The World Cup is shit.

Because it is broadcast on free-to-air TV, that means huge teams of journalists will be going to report on the tournament from lots of different nations. Within these teams, there will be some people who are a different gender to the players.

Women pundits and commentators bring out the very worst in some of the viewership and knowing that it is coming, hoping it might not and the inevitable disappointment when it does will make the World Cup something of a shame for men everywhere.

Pundits will be dismissed because they never played the game, criticised because they are too pretty to have an opinion or praised for being something to look at while Peter Schmeichel dissects Denmark’s midfield ad nauseum.

Commentators will be ignored because they’re women and people who are ‘not sexist but’ will say they don’t like hearing female voices commentating as if a tackle from Eric Dier is better if Andy Townsend describes it.

There’s some simple rules here. Women can know about football, lots of them do. Women can tell you about football, they almost certainly will do during the World Cup. It’s OK to agree, it’s OK to disagree, it’s even OK to think they’re attractive or not. The latter of those two is relevant – but sadly we’re setting ourselves up for “Nice rack, but that’s not the Christian Eriksen we see every week for Spurs is, it, darling?”

It promises to be painful.

The World Cup is shit.

Italy aren’t there.
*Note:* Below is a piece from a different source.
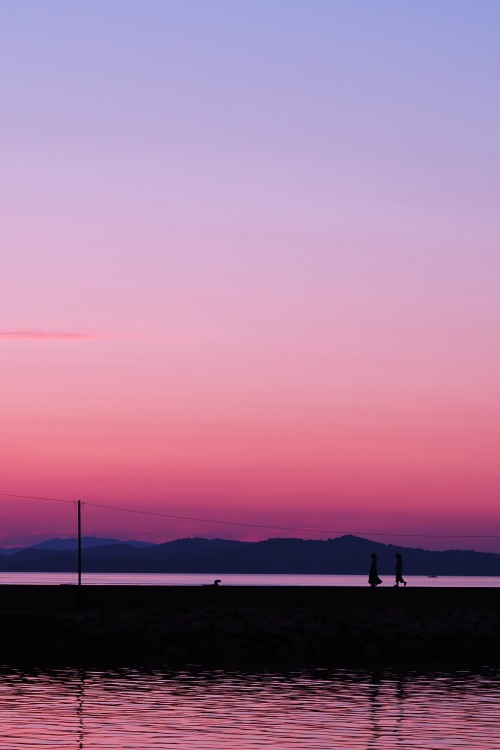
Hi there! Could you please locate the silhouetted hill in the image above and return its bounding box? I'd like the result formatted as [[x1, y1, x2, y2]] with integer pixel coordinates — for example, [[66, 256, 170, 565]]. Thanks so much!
[[0, 536, 500, 583]]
This means we miss out on the best national anthem in the world, the most beautiful team in the world, the most stylish players at the tournament, the best goalkeeper in the world, the most hand-wringing discussion about why a certain tactic was right or wrong even in a game that was won 1-0 (especially in a game that was won 1-0), the best singer of a national anthem in the world and the sense of drama and tragedy that is native to opera but fits every Italian World Cup campaign with a closeness that only the country that produced both Giuseppe Verdi’s majesty and Marco Tardelli’s visceral joyous release can ever truly hope to understand.

Other countries won’t be there either. Netherlands (50 matches), Chile (33 matches), Paraguay (27 matches)… none of those will be there. No vibrant orange, no buzzing Sanchez, no, erm, teams that look a bit like Atletico Madrid. I’d suspect you’ll miss them less, but none of them will be there.

The World Cup is shit. And yet you still can’t wait, can you? Me either.